Assistant Professor of Military Health Research Center,Baqiyatallah Research Center for Gastroenterology and Liver Diseases,Baqiyatallah University of Medical Sciences, [email protected], Tehran, IR.IRAN
Professor of Gastroenterology and Hepatology Baqiyatallah University of Medical Sciences,Tehran Hepatitis Center, [email protected], Tehran, IR.IRAN
Methodological Assistant, Medicine and Health Promotion Institute, Tehran, IR.IRAN

how to cite: Ghorbani G, Alavian S, Assari S. Seroepidemiology of Hepatitis A Virus in Iranian Soldiers in 2006: Do They Need Vaccination?. Hepat Mon.7(1): 7-9.

Abstract

Background and Aims: Since hepatitis A virus is a contagious viral infection, crowded military quarters are a fertile ground for the spread of this disease. This study sought to evaluate immunity against hepatitis A virus among Iranian military draftees so as to determine whether or not universal vaccination for the armed forces is necessary.

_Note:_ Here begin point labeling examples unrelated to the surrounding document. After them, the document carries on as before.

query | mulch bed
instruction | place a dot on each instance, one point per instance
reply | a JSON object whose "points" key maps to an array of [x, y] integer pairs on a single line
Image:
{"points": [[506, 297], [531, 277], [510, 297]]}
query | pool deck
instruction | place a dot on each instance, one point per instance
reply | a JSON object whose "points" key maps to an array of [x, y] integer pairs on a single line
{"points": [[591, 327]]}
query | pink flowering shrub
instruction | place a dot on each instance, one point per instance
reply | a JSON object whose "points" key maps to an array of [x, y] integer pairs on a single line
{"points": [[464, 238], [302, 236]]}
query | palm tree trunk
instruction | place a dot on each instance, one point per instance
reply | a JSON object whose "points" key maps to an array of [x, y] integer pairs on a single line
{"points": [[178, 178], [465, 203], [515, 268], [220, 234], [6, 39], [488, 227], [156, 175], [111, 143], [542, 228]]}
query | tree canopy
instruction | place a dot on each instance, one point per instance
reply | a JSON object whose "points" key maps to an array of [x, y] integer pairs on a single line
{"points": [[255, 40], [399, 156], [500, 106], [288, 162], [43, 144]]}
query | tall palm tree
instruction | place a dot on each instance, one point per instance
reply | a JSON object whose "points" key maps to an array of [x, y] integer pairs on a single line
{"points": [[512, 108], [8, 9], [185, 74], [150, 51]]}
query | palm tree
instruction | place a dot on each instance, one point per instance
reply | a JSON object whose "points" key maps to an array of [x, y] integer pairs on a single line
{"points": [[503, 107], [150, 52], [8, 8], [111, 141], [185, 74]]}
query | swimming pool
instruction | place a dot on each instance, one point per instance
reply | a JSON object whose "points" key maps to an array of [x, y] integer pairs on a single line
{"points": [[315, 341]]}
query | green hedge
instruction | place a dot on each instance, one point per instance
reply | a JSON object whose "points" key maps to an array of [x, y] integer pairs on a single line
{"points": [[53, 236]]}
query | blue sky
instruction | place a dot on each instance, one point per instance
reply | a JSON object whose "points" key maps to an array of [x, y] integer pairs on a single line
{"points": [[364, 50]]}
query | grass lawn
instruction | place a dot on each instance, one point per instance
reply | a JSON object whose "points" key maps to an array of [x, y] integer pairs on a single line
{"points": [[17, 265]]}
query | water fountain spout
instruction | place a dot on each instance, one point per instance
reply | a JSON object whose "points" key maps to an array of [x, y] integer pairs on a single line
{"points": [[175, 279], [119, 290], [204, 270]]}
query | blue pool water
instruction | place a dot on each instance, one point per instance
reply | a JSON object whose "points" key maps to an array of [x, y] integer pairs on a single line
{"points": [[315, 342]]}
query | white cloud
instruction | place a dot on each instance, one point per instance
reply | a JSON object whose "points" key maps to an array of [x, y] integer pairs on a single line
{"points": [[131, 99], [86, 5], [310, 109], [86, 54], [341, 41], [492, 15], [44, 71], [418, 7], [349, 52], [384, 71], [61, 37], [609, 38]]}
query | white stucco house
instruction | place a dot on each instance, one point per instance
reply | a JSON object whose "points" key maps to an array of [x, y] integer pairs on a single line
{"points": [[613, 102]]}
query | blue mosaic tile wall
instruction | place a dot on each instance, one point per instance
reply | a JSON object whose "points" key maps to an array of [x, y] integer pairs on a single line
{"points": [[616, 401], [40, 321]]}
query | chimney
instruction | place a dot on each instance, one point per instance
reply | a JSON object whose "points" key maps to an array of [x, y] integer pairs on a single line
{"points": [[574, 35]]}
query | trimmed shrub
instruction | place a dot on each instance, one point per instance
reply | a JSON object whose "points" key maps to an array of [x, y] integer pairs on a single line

Methods: This cross-sectional study randomly selected 800 army draftees in Tehran , the capital city of Iran in 2006. Demographic data, namely age, occupation before call-up, education, and time of in-service, were collected. Five ml of blood was taken from all the subjects; the blood samples were then centrifuged and their serum was examined by the Elisa test with a broad test of Abbott-hepatitis A virus AB META-AXSYM system for total hepatitis A virus antibody. The data were subsequently analyzed with SPSS software, t-test, and Mann-Whitney's test. P<0.05 was considered significant.

Results: All the 800 soldiers were male with a mean age of 19±1SD years, and 702 (88%) of them were holders of a high school diploma with the rest being school dropouts. 781(97.63%) of the subjects had anti-hepatitis A virus antibody while the other 19 (2.37%) did not.

Conclusions: That 97.63% of the army draftees recruited into our study were immune to hepatitis A virus is an indication that vaccination for hepatitis A is not necessary for Iranian military conscripts at this juncture.